Re: Optimizations for random read performance

James Baldassari Thu, 18 Feb 2010 07:40:15 -0800

On Wed, 2010-02-17 at 13:31 -0600, Stack wrote:
> On Wed, Feb 17, 2010 at 11:04 AM, James Baldassari <ja...@dataxu.com> wrote:
> > OK, I'll do my best to capture our changes here.  Ideally we would have
> > changed one variable at a time, but since these performance problems
> > were happening in our production environment, we finally had to just
> > throw the kitchen sink at it.
> 
> Been there.
> 
> 
>  So I'm not sure which combination of the
> > following fixed the problems, but hopefully this will be useful
> > nonetheless:
> >
> > - Upgraded Hadoop from 0.20 to 0.20.1 (Cloudera version
> > hadoop-0.20-0.20.1+169.56-1).  This version apparently has some fixes
> > for HDFS stability issues under load
> >
> 
> I took a look in here
> http://archive.cloudera.com/cdh/2/hadoop-0.20.1+169.56.CHANGES.txt and
> nothing obvious jumps out.  I'm asking the cloudera lads if they think
> there is anything that could have made a difference.
> 
> > - Applied the HBASE-2180 patch
> >
> 
> I'd think this would have made a big difference (though you reported
> in earlier mail it had no effect).
> 
> > - Decreased the hfile block size from 64k to 4k in the configuration
> > file, but we didn't alter our existing tables, so I'm not sure if this
> > change had any effect.
> 
> Did you restart after making this change?  If so, the cluster picked
> it up.  You can verify by taking a look at a random hfile.  Do
> something like:
> 
> ./bin/hbase org.apache.hadoop.hbase.io.hfile.HFile -m PATH_TO_FILE_IN_HDFS
> 
> This'll dump out meta stats on the chosen file part of which will be
> block size used writing the file.


Yes, we did restart after setting the block size to 4k in the config.
The reason why we were not sure whether the config change took effect is
this output from hbase shell:

hbase(main):005:0> describe 'users'
DESCRIPTION                                                             ENABLED 
                              
 {NAME => 'users', FAMILIES => [{NAME => 'data', VERSIONS => '1', COMPR true    
                              
 ESSION => 'NONE', TTL => '2147483647', BLOCKSIZE => '65536', IN_MEMORY         
                              
  => 'true', BLOCKCACHE => 'true'}]}

This indicates that the blocksize is 64k.

> 
> >
> > - Modified the Hadoop configuration to specify only one data directory
> > for HDFS and one Hadoop temp directory since our servers only have one
> > disk each.
> >
> 
> I'd think this'd make for no difference in perf.
> 
> 
> > - Threw lots of hardware at it.  We upgraded the region servers (which
> > are also our HDFS data nodes) from 8-core/8G boxes to 16-core/16G.  Our
> > final system configuration is as follows:
> > 4x 16-core/16GB RAM/250GB SATAII HDFS data nodes / Hbase region servers
> > 1x 4-core/8GB RAM/250GB (RAID 1) SATAII namenode / Hbase master
> > 1x 4-core/8GB RAM/250GB (RAID 1) SATAII secondary namenode
> >
> 
> This probably did it (smile).
> 
> > - Increased region server max heap from 5G to 12G
> >
> 
> So, all is in cache?  Is that what did fixed the issue?

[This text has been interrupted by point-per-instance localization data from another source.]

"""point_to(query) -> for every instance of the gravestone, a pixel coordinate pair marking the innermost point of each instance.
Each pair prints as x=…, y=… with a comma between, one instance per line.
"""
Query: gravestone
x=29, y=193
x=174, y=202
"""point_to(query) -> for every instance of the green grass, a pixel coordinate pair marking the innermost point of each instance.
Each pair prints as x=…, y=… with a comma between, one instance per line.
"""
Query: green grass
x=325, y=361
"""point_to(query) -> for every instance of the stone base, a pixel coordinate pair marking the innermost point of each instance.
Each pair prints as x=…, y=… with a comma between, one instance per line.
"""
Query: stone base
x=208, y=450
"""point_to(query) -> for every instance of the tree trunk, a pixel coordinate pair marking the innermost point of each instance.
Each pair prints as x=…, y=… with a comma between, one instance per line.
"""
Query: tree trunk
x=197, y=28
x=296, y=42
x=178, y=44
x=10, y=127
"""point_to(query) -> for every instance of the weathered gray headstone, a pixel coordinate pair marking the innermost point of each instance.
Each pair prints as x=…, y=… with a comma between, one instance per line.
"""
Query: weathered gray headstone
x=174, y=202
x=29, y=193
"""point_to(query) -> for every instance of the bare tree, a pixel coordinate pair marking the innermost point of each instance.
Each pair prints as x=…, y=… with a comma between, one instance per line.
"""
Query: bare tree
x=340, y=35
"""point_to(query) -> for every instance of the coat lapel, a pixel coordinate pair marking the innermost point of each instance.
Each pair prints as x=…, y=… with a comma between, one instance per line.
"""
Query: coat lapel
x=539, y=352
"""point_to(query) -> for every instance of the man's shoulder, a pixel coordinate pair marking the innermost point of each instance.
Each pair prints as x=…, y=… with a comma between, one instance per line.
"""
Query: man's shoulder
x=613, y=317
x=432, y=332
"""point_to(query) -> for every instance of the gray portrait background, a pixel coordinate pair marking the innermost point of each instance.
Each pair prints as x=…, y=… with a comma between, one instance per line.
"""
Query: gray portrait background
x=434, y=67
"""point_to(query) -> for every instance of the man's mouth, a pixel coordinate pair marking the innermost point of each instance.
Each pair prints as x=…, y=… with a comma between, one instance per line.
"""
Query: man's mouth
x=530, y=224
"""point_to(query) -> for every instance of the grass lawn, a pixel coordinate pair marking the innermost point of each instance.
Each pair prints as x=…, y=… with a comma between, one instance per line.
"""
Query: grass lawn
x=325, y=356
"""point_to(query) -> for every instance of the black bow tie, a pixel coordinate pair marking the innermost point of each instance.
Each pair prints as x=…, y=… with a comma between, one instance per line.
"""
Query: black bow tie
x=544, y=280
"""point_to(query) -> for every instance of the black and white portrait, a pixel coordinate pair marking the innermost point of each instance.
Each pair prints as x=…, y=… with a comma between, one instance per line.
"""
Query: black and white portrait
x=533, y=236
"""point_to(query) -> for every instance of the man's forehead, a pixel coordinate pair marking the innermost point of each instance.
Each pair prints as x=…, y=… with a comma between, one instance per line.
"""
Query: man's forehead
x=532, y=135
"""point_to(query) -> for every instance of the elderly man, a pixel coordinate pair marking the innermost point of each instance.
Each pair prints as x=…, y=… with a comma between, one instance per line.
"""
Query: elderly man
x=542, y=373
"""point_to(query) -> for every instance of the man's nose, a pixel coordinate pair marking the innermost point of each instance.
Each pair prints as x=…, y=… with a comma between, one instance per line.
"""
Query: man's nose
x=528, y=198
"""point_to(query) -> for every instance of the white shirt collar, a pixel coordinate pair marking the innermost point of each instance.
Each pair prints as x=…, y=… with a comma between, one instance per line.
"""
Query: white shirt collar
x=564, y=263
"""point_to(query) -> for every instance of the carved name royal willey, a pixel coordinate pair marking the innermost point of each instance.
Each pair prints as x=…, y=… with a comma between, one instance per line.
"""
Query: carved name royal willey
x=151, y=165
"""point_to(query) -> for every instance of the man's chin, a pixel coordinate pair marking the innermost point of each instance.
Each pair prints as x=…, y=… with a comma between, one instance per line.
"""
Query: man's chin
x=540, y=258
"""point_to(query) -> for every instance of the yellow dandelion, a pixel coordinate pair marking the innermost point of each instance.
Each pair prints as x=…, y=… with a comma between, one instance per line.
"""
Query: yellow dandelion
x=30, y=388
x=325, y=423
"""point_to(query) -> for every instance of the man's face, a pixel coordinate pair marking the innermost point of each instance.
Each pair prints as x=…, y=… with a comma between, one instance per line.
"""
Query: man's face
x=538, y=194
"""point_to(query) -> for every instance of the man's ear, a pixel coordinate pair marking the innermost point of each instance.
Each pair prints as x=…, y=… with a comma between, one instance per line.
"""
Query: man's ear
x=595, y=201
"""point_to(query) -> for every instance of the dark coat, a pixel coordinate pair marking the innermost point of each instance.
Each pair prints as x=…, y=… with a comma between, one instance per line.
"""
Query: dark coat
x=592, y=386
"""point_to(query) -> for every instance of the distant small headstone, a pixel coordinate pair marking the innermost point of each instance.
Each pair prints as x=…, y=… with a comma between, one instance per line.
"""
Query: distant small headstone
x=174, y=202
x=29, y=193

I don't think everything is in cache.  We have several gigabytes of
data.  However, I'm sure that having more of it in cache doesn't hurt :)

> 
> Want to send us regionserver logs?

The only messages in the region server logs are the periodic
notifications about performing compaction and rolling hlogs.  Is there
something specific you are interested in seeing?  I don't mind sending
out the logs.  I just don't think there is anything interesting in
there.

> 
> Whats the request rate you are servicing?  Whats it say on the master home 
> page?

A quick sample shows around 8,000 requests/second.  Our peak is probably
higher than that.  I do remember that when we were on the old hardware
and the clients were backed up with requests (and therefore sending
large batches as quickly as possible), the master showed around
22,000/sec.  I think we have some room to grow.  Now that we have this
situation under control in production, we'll probably do some additional
load testing in our staging environment to get a better sense of the
limits.  When we get this done I'll send out the results.  Maybe some of
this info should go on the HBase wiki as well.

> 
> > I think that's everything.  If I had to guess, I would say that
> > upgrading Hadoop and moving to bigger hardware with more heap space for
> > HBase was what did it.  If anyone wants more details, like some specific
> > config setting, let me know and I'll try to get that for you.
> >
> > HBase is having no problems keeping up with all the gets/puts now.  The
> > load on the region servers is evenly distributed and is very low (< 1).
> >
> 
> Whats the utilization on these boxes?  Any cpu or i/o load?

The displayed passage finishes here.